Use Divergence theorem to determine an alternate formula for \int\int u \nabla^2 u dx dy dz Then use this to prove laplaces equation \nabla^2 u = 0 is unique. u is given on the boundary.

Please post the original problem statement word for word... If you only specify u on the boundary of a finite region, the solution to \nabla^2 u = 0 is not unique.

Consider a simple counter example: u_1=1 and u_2=\frac{r}{R}...both satisfy Laplace's equation, and both have the same value on the boundary of the sphere r \leq R.

 

[draco193]

@ystael: Thanks. The formatting of the Latex is new stuff to me.

@gabba: That is the exact problem. I think the idea is to prove that u=v-w=0, and then by the min max principle, u is the only solution.

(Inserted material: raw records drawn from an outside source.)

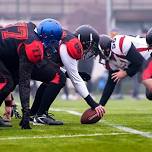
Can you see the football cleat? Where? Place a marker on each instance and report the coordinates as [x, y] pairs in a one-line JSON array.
[[45, 119], [4, 124]]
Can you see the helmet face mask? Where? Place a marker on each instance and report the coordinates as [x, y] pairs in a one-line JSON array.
[[89, 39], [50, 32], [105, 47]]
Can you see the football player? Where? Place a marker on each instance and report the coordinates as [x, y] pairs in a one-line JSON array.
[[83, 43], [21, 47], [123, 56], [147, 70]]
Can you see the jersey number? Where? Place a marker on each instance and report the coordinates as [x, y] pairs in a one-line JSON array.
[[21, 33]]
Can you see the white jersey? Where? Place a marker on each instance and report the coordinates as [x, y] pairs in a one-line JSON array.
[[71, 66], [120, 47]]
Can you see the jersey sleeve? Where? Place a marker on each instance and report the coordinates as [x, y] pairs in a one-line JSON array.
[[70, 65], [34, 51], [74, 48], [126, 45]]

As an update, the professor said there was a mistake in the book, so we could just treat it as a double integral (not a double with respect to three variables). I also realized that there is no reason to apply divergence to the (\nabla u)^2 term, so my answer for the first part should read

\oint (u\nabla u)\cdot n-\iint (\nabla u)^2

 

[gabbagabbahey]

@gabba: That is the exact problem.

You can't prove something that isn't true. Specifying u alone on the boundary will not generate a unique solution (Laplace's equation is a 2nd order DE, and hence requires at least two boundary conditions to be uniquely solved for a given region). If the problem also tells you that \mathbf{\nabla}u is specified on the boundary, then you can use the hint by assuming u_1 and u_2 are both solutions that satisfy the same boundary conditions and then looking at u_3 \equiv u_2 - u_1.

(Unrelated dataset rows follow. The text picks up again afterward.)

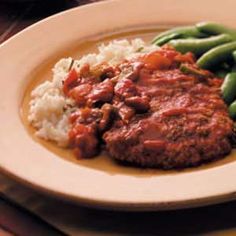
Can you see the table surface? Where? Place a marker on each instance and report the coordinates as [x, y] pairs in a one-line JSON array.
[[15, 220]]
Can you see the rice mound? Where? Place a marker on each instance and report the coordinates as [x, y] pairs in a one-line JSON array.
[[49, 109]]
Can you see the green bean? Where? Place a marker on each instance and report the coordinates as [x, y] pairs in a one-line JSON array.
[[166, 39], [212, 28], [190, 31], [199, 46], [232, 110], [228, 88], [216, 55]]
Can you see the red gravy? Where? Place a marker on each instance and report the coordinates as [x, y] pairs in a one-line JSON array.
[[149, 112]]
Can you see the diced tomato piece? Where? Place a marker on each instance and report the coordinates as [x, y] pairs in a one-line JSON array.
[[70, 81], [155, 60]]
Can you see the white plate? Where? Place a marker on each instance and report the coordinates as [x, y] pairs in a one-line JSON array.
[[23, 158]]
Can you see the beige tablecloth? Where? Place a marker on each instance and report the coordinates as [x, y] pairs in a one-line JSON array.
[[75, 220]]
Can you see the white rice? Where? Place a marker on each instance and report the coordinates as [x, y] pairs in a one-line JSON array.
[[47, 111]]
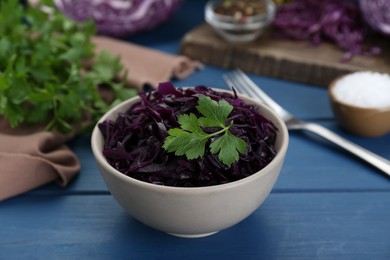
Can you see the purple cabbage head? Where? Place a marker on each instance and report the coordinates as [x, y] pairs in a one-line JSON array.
[[133, 142], [119, 17]]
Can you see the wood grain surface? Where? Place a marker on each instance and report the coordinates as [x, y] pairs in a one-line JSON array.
[[286, 59]]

Is this problem from a textbook? If so, what text and what is the problem number?

 

[draco193]

You can't prove something that isn't true. Specifying u alone on the boundary will not generate a unique solution (Laplace's equation is a 2nd order DE, and hence requires at least two boundary conditions to be uniquely solved for a given region). If the problem also tells you that \mathbf{\nabla}u is specified on the boundary, then you can use the hint by assuming u_1 and u_2 are both solutions that satisfy the same boundary conditions and then looking at u_3 \equiv u_2 - u_1.

Is this problem from a textbook? If so, what text and what is the problem number?

It is a textbook problem. Applied Partial Differential Equations with Fourier Series and Boundary Value Problems, 4th Edition Haberman #2.5.12 a and b.